Immo Stabreit (born 24 January 1933 Rathenow, Province of Brandenburg, Germany) is a German diplomat, and was West German and German Ambassador to South Africa from 1987 to 1992, Ambassador to the United States from 1992 to 1995 and Ambassador to France from 1995 to 1998. He is a Member of the Advisory Board of the Global Panel Foundation, a respected NGO that works behind the scenes in crisis areas around the world.

Life
He grew up in Berlin. He graduated from Princeton University, with a bachelor's degree (BA) in 1953, and studied law Free University of Berlin and Ruprecht Karls University of Heidelberg, with a Ph.D. in 1963.

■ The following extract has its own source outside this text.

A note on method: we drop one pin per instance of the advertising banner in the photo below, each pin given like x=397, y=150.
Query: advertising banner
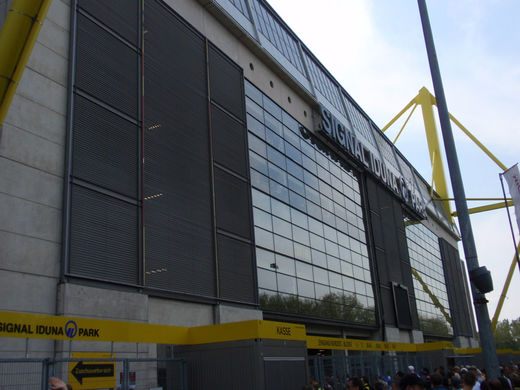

From 1964 to 1966, he was First Secretary at the Foreign Office in Bonn. 
He was First Secretary Department of the Soviet Union from 1966 to 1973. 
He served as Deputy Head of the Soviet Union office in Bonn, from 1974 to 1975. He studied at the Advanced Study Program at Harvard University. 
He served in the International Energy Agency in Paris, until 1978.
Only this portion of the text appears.